These pages are among 290 double-sided folios in a bulky manuscript created in 1608 by Thomas Trevelyon, a London craftsman of whom little is known. The diverse images in Trevelyon's unusual book serve today as a remarkable visual record. His manuscript is not meant to be read from beginning to end. Instead, its pages are a unique mixture of many familiar genres, combining vibrant patterns, moralizing rhymes, historical and scriptural texts, colorful pictures, and more. Together, they reveal much about the mental world of ordinary Protestant Londoners in the early seventeenth century.
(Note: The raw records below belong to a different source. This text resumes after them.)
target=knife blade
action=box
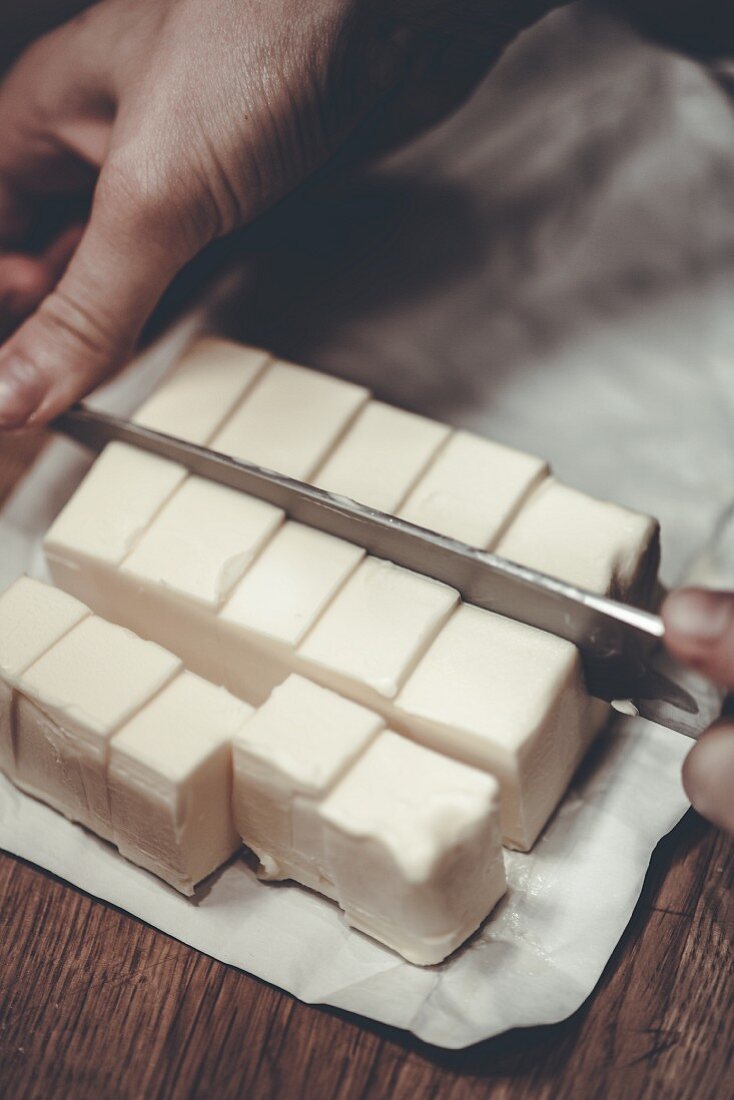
[51,405,724,737]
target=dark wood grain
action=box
[0,440,734,1100]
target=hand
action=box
[662,589,734,833]
[0,0,558,428]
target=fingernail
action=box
[662,589,732,644]
[0,358,43,429]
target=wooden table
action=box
[0,440,734,1100]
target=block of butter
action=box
[0,576,89,779]
[395,604,609,850]
[0,578,251,893]
[46,334,658,848]
[0,580,505,964]
[234,677,506,965]
[15,616,182,840]
[108,672,252,894]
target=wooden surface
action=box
[0,440,734,1100]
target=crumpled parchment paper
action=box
[0,2,734,1047]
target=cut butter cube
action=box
[109,672,252,894]
[133,337,271,446]
[319,730,506,966]
[0,576,89,779]
[396,604,609,850]
[399,431,548,550]
[211,361,369,481]
[122,477,283,611]
[217,523,364,703]
[233,675,383,894]
[44,443,186,618]
[233,675,505,964]
[314,402,450,513]
[15,616,180,839]
[298,558,459,710]
[497,477,659,603]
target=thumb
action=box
[0,154,206,429]
[662,589,734,688]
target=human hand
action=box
[0,0,558,429]
[662,589,734,833]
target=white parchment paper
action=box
[0,10,734,1047]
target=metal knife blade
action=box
[52,406,723,737]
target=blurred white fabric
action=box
[0,8,734,1046]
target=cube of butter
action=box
[133,337,271,447]
[0,576,89,779]
[220,521,364,704]
[109,672,252,894]
[233,675,383,894]
[399,431,548,550]
[497,477,660,605]
[298,558,459,713]
[318,730,506,966]
[122,477,283,611]
[314,402,450,513]
[210,361,369,481]
[396,604,609,850]
[110,477,283,682]
[14,616,180,839]
[44,443,186,618]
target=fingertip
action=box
[661,589,734,685]
[683,725,734,833]
[0,355,46,431]
[0,255,50,318]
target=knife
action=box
[51,405,724,737]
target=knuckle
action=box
[101,143,219,251]
[36,285,127,370]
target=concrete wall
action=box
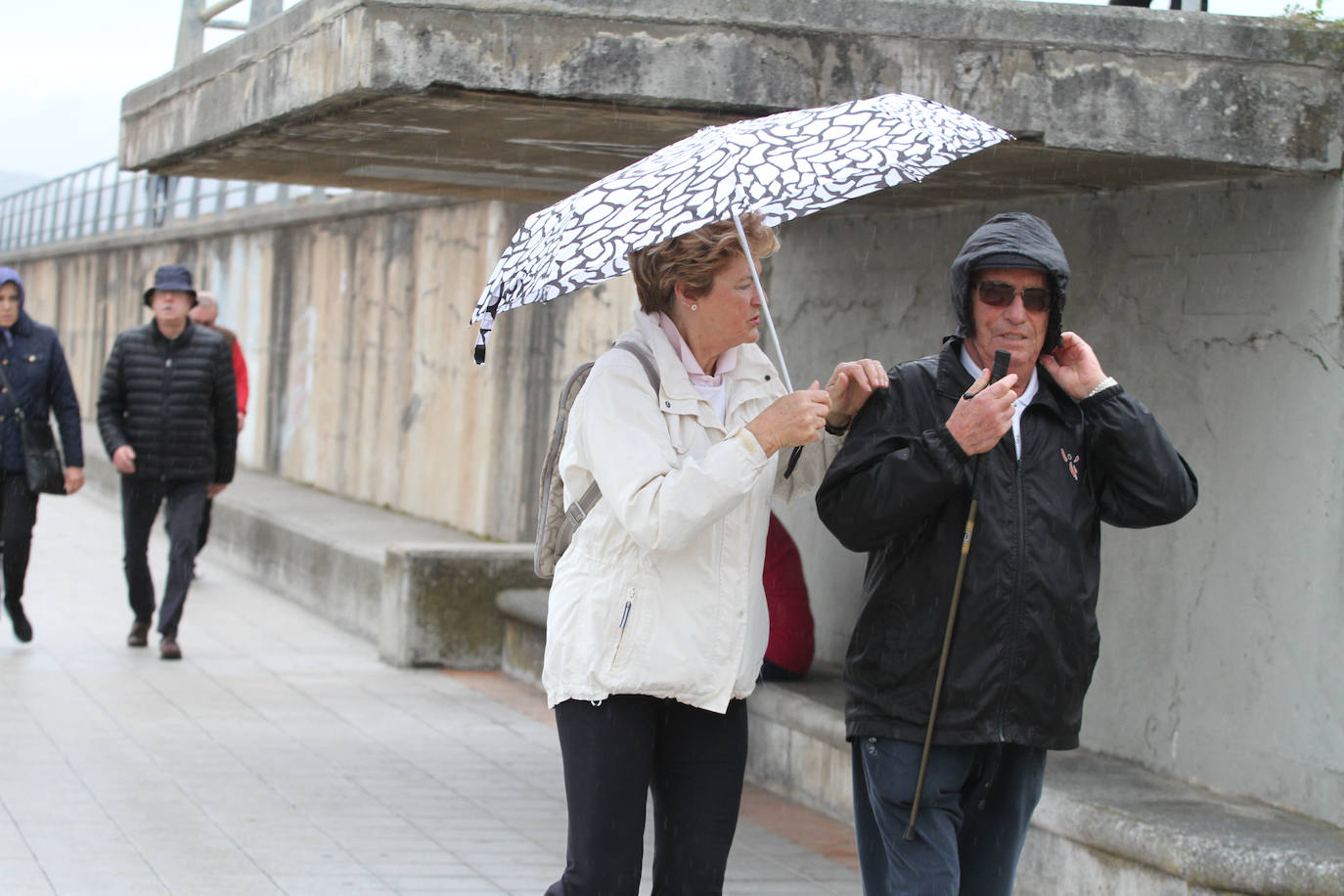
[770,171,1344,824]
[5,166,1344,824]
[11,199,633,541]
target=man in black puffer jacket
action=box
[817,213,1197,896]
[98,265,238,659]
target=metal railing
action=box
[172,0,294,68]
[0,158,353,251]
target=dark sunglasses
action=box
[978,280,1050,312]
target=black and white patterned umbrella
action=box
[471,94,1009,364]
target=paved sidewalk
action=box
[0,489,859,896]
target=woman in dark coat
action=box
[0,267,83,641]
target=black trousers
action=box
[121,475,209,637]
[164,498,215,554]
[546,694,747,896]
[0,470,37,604]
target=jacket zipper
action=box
[999,458,1027,742]
[611,589,635,666]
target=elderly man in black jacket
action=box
[98,265,238,659]
[817,213,1197,896]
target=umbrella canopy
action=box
[471,94,1010,364]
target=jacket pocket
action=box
[610,584,639,669]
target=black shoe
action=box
[126,619,150,648]
[158,634,181,659]
[4,601,32,644]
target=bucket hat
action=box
[145,265,197,307]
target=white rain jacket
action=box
[542,312,841,712]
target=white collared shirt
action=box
[657,314,738,424]
[961,342,1040,461]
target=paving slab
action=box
[0,489,860,896]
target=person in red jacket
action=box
[761,514,816,681]
[187,291,247,432]
[182,291,247,555]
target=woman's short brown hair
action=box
[629,212,780,314]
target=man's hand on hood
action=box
[1040,331,1106,402]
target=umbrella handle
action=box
[733,211,793,392]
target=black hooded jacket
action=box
[0,267,83,472]
[98,320,238,482]
[817,215,1197,749]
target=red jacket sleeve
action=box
[234,338,247,414]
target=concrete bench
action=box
[496,589,1344,896]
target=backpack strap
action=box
[560,338,662,547]
[611,338,662,398]
[533,339,662,579]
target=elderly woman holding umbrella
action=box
[543,215,887,896]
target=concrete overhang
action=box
[121,0,1344,205]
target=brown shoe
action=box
[126,619,150,648]
[158,636,181,659]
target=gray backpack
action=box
[532,339,662,579]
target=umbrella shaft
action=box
[906,497,980,839]
[733,212,793,392]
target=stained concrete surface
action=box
[0,490,859,896]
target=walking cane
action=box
[906,349,1010,839]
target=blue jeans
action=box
[851,738,1046,896]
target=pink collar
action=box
[658,314,738,385]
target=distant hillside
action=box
[0,170,51,197]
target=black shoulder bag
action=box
[0,364,66,494]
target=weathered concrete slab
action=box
[121,0,1344,200]
[378,543,538,669]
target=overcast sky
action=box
[0,0,1344,185]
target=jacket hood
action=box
[0,267,22,314]
[952,212,1068,352]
Trevelyon's work can best be described as a prototype coffee table book, created for the entertainment, education, and edification of his friends and family. To assemble it, he appropriated texts and images from numerous books, woodcuts, and engravings of his day, ranging from tiny almanacs to large chronicles, and from individual woodcuts, broadsides, and emblem books to the Bible.
Among the enormous variety of subjects covered in Trevelyon's work are the kings and queens of Scotland and England; custom and folk wisdom; and designs that include calendars, alphabets and numbers, leaf and flower motifs, and more abstract ornamentation, including embroidery patterns. Other pages depict the relative sizes of the sun, the planets, and the earth; theologians, reformers, and the Lord Mayors of London; pagan, Jewish, and Christian heroes; the nine muses; and the seven deadly sins, among many other topics.
Astonishingly, this sprawling work is one of two by Trevelyon. Eight years after creating it at about the age of 60, he produced a second manuscript containing many of the same images; that work is now in the collection of the Wormsley Library in England.